Die Menschen waren in der Politik stets die einfältigen Opfer von Betrug und Selbstbetrug, und sie werden es immer sein, solange sie nicht lernen, hinter allen möglichen moralischen, religiösen, politischen und sozialen Phrasen, Erklärungen und Versprechungen die Interessen dieser oder jener Klassen zu suchen.1
– Wladimir Lenin
Was steht bei den Wahlen auf dem Spiel?
Derzeit wird entschieden, wer das nächste Staatsoberhaupt Tschechiens wird. Vor der ersten Wahlrunde am 13. und 14. Januar besagten Umfragen, dass der Ex-Vorsitzende des Militärausschusses der NATO, Petr Pavel, gegen Ex-Premier Andrej Babiš das Rennen um die Präsidentschaft gewinnen würde.
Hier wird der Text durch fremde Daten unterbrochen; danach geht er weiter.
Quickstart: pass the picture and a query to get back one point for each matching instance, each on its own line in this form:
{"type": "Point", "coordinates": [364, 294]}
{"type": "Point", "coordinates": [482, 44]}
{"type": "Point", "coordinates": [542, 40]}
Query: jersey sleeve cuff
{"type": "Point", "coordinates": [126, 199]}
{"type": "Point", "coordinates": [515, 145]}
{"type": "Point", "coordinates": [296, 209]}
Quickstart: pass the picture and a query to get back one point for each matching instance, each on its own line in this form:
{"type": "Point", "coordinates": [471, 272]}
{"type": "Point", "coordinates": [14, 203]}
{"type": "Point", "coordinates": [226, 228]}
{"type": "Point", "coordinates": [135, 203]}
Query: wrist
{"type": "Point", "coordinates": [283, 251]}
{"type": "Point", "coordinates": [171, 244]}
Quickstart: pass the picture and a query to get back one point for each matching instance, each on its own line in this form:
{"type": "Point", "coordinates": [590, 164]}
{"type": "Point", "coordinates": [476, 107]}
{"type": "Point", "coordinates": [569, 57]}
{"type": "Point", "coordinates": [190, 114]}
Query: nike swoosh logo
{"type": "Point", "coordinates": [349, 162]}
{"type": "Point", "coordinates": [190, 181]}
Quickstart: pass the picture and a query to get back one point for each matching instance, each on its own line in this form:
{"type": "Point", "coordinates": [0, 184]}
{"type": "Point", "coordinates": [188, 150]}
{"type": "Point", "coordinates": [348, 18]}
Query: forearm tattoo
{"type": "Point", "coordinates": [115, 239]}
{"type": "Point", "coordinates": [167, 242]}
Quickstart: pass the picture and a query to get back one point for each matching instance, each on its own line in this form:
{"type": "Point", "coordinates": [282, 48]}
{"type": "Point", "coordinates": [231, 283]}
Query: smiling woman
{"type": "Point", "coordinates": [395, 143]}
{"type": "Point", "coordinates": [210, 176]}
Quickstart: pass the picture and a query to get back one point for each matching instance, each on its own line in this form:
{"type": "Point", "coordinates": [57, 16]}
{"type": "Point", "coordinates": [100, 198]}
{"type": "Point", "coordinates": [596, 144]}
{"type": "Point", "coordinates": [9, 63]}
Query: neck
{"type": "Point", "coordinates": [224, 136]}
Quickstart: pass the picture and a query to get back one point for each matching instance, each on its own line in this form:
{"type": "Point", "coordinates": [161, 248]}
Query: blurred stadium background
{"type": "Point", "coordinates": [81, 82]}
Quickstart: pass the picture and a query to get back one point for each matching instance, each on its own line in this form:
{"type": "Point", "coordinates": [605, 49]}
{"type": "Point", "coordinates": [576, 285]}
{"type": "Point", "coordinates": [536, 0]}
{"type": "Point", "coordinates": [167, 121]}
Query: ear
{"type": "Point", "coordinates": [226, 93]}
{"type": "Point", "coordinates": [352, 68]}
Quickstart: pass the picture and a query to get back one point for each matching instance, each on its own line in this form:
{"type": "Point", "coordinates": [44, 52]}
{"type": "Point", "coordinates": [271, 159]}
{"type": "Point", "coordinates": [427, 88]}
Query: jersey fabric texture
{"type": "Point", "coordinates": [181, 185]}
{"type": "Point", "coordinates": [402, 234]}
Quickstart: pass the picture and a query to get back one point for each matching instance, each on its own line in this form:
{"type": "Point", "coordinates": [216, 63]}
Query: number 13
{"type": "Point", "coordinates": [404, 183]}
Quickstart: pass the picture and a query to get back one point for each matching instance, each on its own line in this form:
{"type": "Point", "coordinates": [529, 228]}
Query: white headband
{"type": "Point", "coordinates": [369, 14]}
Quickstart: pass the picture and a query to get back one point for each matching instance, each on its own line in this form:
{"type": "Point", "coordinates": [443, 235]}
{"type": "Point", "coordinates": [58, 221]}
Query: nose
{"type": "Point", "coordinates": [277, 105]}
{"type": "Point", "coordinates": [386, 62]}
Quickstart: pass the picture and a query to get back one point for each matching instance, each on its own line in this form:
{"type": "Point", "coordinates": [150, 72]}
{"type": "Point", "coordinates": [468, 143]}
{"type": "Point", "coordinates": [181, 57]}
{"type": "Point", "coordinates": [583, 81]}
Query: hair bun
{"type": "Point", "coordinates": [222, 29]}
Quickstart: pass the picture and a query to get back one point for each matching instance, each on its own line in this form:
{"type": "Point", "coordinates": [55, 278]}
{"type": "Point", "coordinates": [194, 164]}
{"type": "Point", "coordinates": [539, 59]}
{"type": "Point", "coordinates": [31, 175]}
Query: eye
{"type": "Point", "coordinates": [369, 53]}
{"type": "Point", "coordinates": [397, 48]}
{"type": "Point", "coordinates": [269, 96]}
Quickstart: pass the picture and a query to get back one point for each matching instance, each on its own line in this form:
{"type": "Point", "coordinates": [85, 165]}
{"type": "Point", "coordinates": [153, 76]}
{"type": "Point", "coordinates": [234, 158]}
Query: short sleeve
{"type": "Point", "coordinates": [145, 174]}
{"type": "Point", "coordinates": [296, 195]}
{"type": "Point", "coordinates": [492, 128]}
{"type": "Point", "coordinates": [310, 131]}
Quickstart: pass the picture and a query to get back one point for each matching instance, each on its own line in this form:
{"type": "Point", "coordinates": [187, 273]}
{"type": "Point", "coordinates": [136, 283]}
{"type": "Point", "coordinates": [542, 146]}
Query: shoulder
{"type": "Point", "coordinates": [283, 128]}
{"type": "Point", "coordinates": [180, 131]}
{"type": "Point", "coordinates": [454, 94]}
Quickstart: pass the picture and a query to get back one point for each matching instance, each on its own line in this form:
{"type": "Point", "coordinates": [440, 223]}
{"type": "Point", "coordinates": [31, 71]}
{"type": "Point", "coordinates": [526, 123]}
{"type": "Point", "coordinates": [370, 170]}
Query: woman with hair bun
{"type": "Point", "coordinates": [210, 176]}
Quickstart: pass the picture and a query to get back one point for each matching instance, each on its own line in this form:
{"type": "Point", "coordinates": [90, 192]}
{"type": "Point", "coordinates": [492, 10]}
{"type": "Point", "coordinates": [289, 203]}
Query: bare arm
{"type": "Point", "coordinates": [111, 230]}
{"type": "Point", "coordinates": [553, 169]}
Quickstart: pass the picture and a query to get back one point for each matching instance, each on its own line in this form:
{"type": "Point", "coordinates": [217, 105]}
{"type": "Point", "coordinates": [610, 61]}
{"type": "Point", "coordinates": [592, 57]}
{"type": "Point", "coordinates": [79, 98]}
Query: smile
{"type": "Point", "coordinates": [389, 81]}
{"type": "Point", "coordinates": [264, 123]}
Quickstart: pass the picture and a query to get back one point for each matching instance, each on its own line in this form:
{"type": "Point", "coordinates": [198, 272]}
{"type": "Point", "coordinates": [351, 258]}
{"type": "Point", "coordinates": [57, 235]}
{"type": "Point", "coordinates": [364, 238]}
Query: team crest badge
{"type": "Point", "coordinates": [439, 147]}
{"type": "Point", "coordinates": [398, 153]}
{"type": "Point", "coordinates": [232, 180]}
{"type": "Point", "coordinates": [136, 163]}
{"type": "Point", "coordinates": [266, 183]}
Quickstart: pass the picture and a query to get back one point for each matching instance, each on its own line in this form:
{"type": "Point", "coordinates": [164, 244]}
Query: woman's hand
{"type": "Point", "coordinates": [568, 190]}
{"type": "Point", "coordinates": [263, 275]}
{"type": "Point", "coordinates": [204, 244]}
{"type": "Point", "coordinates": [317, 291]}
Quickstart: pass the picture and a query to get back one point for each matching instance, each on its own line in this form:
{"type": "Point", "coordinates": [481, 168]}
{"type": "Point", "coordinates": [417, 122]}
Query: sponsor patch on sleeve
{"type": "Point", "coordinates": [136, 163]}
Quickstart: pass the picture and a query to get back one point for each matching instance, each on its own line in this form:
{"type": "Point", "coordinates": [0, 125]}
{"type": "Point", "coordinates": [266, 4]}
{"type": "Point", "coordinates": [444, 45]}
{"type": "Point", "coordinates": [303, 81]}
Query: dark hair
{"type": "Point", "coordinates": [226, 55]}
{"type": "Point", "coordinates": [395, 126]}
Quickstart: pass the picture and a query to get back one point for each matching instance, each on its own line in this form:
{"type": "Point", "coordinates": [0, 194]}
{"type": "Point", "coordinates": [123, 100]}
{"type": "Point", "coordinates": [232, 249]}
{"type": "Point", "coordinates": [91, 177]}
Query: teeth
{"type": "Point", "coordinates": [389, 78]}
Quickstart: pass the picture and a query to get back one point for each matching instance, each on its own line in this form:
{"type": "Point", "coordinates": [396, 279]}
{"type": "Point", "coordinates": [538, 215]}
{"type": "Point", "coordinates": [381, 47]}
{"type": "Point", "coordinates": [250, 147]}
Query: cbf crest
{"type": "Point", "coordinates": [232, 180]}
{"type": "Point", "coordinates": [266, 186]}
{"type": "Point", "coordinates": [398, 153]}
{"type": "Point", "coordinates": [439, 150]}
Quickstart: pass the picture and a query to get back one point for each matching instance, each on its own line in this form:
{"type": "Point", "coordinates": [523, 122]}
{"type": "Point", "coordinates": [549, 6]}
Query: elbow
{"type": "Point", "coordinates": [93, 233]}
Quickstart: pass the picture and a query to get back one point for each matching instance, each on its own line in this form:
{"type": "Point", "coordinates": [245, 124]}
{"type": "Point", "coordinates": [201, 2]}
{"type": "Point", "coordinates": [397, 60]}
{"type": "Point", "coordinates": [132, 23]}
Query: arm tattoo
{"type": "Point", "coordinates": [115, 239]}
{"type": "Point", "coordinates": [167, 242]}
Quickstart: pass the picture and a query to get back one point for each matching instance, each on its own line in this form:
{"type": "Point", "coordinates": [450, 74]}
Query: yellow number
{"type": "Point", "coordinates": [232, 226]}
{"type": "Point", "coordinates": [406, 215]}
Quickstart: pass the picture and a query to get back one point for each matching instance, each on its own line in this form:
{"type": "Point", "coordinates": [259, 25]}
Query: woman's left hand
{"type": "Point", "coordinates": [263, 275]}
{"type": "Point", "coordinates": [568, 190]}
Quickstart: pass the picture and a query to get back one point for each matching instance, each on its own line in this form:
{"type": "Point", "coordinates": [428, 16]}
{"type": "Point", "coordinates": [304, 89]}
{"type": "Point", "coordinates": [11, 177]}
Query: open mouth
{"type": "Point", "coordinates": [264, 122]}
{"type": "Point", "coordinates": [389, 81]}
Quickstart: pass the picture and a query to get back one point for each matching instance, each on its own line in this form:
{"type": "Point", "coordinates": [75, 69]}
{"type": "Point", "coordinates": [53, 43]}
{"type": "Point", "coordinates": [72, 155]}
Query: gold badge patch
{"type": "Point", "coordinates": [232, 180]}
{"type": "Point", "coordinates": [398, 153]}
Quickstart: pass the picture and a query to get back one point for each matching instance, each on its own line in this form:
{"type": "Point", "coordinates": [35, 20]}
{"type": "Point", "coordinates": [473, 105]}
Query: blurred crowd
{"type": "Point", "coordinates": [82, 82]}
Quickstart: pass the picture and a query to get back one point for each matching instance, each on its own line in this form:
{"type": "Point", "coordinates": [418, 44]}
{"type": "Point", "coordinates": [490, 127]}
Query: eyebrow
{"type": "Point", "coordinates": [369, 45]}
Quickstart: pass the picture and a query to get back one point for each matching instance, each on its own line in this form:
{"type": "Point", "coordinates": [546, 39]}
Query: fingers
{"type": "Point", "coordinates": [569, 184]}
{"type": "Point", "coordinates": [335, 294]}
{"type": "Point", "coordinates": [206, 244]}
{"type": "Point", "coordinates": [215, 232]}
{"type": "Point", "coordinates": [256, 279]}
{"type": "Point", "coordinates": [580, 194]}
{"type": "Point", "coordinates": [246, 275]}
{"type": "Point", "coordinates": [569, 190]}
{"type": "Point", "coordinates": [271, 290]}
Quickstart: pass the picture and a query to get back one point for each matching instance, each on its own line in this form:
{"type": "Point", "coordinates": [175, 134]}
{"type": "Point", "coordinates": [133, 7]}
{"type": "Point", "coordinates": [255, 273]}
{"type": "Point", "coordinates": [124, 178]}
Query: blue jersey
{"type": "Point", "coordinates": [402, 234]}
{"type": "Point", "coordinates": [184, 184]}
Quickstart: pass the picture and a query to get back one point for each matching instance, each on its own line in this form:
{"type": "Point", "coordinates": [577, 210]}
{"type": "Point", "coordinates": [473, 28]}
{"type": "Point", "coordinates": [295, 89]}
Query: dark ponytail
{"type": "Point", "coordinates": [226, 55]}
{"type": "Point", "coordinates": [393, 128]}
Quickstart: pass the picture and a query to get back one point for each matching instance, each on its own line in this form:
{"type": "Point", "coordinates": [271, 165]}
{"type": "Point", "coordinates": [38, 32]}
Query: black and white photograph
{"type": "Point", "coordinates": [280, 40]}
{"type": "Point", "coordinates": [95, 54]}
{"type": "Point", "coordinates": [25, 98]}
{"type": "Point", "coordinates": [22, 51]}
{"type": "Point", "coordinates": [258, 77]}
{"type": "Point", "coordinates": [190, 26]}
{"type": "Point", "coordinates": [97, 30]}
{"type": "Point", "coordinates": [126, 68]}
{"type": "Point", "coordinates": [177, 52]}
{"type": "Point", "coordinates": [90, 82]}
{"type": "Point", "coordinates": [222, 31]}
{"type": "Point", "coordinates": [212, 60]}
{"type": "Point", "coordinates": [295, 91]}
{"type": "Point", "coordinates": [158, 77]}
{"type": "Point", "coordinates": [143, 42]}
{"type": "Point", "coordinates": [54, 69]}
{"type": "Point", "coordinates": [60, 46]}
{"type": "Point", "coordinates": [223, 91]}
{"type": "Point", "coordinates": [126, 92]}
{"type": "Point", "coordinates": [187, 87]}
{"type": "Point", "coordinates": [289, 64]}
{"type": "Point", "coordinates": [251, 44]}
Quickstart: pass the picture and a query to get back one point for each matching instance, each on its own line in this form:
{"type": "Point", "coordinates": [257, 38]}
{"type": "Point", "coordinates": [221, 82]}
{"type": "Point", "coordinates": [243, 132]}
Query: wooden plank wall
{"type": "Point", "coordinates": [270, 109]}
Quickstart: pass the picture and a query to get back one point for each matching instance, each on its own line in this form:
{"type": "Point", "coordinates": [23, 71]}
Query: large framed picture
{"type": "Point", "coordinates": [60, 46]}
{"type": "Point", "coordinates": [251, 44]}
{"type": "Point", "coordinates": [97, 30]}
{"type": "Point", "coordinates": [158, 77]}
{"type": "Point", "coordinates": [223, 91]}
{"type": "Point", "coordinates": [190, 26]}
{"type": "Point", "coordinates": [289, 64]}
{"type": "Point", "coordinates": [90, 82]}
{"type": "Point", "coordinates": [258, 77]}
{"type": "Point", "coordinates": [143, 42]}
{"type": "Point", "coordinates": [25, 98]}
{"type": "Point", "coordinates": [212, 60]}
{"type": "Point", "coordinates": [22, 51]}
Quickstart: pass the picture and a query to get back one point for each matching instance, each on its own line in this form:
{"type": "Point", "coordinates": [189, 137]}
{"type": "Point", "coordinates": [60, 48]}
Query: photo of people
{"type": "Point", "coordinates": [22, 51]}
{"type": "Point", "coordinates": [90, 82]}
Nun steht eine Stichwahl zwischen den zwei Kandidaten an, nachdem Pavel in der ersten Wahlrunde mit 35,4 Prozent einen knappen Vorteil gegenüber 34,99 Prozent für Babiš verzeichnen konnte.
Babiš, der durch sein Unternehmen Agrofert zu den Reichsten des Landes gehört, konnte kurz vor den Wahlen einer Verurteilung wegen Betrugs entkommen. Ihm wird des Öfteren eine rechtspopulistische Orientierung zugeschrieben. Dagegen wird Pavel von den anderen Kandidat:innen unterstützt, die bei der ersten Wahlrunde scheiterten. Unter ihnen befindet sich auch die Wirtschaftswissenschaftlerin Danuše Nerudová, die zuvor in einigen Umfragen als Mitbewerberin um den Posten galt und mit nur 14 Prozent für einiges an Überraschung sorgte. Sie sagte am Abend ihrer Niederlage im Zusammenhang mit ihrer Unterstützung für Pavel: „Es gibt immer noch ein großes Übel, und dieses Übel heißt Babiš“.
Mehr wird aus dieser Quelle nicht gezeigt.